The only prayer you need to say is, “Help!” It’s right to the point. It describes what we need. And when it comes from a heart that is broken by its own failures, it moves God to the very roots of the divine nature and God responds. It is not a question of forgiveness, because [God] has already forgiven us as soon as we want to change, but to give us the ability to be free of the straitjacket of the emotional programs for happiness based on those instinctual needs [for security, control, and affection]. . . .
The purpose of ordinary psychotherapy, as I understand it, is to help a person lead a normal life when he or she is hampered by psychological problems.

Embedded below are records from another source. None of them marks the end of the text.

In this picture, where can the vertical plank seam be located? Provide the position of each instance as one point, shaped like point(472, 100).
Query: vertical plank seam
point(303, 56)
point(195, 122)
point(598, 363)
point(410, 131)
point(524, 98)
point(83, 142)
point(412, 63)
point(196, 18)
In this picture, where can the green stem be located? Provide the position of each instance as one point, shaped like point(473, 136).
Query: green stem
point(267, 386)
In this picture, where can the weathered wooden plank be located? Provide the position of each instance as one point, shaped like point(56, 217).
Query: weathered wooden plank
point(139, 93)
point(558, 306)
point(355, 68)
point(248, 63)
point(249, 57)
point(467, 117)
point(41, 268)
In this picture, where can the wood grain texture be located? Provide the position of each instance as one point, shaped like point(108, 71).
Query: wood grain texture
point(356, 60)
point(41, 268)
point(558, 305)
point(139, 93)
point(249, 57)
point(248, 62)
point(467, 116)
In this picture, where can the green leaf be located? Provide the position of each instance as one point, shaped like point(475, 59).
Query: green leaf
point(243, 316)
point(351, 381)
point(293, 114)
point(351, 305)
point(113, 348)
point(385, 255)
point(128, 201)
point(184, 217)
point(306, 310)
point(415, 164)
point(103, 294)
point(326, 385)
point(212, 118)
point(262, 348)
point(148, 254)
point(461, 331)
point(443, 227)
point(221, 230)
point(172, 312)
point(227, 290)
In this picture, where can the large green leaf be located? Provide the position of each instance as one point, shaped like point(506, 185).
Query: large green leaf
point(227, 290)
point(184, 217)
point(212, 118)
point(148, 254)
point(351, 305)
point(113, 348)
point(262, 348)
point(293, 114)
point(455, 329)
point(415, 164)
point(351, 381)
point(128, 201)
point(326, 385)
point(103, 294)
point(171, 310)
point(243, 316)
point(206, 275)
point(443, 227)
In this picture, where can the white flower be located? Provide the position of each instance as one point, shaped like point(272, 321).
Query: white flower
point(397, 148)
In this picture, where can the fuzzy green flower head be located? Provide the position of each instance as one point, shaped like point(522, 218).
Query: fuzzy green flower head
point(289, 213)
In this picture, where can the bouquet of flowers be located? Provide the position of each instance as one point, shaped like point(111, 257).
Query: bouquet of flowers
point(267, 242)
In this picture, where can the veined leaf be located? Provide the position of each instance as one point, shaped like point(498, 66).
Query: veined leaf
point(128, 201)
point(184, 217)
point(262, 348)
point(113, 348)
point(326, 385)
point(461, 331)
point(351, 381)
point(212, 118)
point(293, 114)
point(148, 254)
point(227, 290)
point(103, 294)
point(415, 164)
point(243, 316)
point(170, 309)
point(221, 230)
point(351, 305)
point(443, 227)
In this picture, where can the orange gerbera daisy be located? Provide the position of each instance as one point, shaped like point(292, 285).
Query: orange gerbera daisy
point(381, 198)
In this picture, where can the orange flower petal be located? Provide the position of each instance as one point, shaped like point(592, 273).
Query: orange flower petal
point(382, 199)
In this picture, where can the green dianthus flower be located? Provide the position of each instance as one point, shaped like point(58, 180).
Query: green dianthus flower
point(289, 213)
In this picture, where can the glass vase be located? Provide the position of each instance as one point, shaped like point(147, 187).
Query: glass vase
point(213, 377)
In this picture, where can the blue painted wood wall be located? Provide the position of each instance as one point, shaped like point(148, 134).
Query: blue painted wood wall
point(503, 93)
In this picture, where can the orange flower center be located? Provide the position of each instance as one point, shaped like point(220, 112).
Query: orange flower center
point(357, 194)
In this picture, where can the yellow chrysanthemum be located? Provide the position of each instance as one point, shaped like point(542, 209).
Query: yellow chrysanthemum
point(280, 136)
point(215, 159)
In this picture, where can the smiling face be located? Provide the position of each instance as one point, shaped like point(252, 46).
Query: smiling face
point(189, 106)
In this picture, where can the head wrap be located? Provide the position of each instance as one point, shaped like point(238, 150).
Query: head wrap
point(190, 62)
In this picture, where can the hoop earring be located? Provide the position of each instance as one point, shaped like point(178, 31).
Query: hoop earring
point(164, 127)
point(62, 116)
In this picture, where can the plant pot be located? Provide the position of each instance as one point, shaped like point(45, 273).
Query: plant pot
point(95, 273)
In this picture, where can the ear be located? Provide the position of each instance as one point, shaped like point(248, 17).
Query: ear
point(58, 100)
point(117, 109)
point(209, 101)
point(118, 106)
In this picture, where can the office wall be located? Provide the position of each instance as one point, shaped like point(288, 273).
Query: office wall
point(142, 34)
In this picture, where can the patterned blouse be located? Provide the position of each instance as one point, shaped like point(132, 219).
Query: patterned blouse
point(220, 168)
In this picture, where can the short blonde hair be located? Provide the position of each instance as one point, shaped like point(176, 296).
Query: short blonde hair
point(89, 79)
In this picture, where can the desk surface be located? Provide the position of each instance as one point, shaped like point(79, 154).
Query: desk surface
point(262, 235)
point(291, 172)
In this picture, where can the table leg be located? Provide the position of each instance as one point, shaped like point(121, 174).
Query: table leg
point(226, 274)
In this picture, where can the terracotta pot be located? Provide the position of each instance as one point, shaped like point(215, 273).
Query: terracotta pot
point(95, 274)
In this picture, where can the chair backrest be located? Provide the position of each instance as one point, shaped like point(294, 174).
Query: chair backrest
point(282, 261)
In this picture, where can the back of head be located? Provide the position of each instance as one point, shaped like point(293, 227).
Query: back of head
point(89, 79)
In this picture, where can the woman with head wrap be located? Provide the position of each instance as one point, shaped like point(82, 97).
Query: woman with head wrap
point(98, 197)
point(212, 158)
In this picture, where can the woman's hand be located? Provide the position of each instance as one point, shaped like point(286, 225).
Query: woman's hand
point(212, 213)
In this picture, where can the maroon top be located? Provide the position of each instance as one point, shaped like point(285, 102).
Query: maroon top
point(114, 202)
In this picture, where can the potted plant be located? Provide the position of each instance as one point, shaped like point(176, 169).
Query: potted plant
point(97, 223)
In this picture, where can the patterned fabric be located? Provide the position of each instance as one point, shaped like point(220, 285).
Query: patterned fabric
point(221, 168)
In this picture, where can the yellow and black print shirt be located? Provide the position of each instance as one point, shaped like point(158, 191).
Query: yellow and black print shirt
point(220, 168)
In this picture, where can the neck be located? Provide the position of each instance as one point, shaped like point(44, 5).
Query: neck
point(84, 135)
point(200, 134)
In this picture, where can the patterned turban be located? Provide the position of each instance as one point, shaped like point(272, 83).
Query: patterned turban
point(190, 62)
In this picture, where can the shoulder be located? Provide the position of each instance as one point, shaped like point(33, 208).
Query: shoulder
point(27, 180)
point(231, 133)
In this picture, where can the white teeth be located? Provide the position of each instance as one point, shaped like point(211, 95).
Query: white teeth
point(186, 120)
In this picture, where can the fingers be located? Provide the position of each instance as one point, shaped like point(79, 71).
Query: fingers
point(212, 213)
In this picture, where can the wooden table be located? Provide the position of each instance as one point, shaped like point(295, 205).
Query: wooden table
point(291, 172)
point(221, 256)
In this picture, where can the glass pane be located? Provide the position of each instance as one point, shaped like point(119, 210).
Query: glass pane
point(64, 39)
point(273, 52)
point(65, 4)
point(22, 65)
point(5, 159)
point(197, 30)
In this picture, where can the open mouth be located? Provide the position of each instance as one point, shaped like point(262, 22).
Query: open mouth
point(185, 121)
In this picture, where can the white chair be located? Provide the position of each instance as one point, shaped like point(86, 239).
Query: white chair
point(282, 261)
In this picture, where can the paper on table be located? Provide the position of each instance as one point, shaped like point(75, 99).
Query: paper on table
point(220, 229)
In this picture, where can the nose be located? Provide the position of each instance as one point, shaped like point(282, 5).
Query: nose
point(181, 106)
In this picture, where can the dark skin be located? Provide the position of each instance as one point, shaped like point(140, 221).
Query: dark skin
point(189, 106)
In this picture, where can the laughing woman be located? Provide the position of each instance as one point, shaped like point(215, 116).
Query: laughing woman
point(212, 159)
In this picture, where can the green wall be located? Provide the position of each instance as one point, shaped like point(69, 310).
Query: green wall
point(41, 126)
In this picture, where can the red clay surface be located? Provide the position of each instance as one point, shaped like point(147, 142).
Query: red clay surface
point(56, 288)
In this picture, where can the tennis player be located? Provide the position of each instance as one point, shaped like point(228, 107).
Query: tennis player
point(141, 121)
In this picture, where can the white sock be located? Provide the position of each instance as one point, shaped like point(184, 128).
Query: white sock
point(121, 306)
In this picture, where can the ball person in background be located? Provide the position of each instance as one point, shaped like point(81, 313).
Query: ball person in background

The purpose of the divine therapy is the healing of the roots of all our problems and to transform our attitudes and, indeed, the whole of our human nature into the mind and heart of Christ. In other words, to introduce us through grace into the interior life of God. This involves a transformation of our attitudes, faculties, and bodies so that we can receive the maximum amount of the transmission of divine life that is possible given the limits of human nature.
The Fathers of the church who wrote about this subject called this process deification. In other words, the purpose of this journey, even the Twelve Steps of [Alcoholics Anonymous], is not just to become a better person and to maintain recovery, as important as these are. It is to change us into the divine way of being human. This is a much bigger and more comprehensive project and opens us to the full extent of human possibilities and capacities. You cannot do much better than to become God by participation.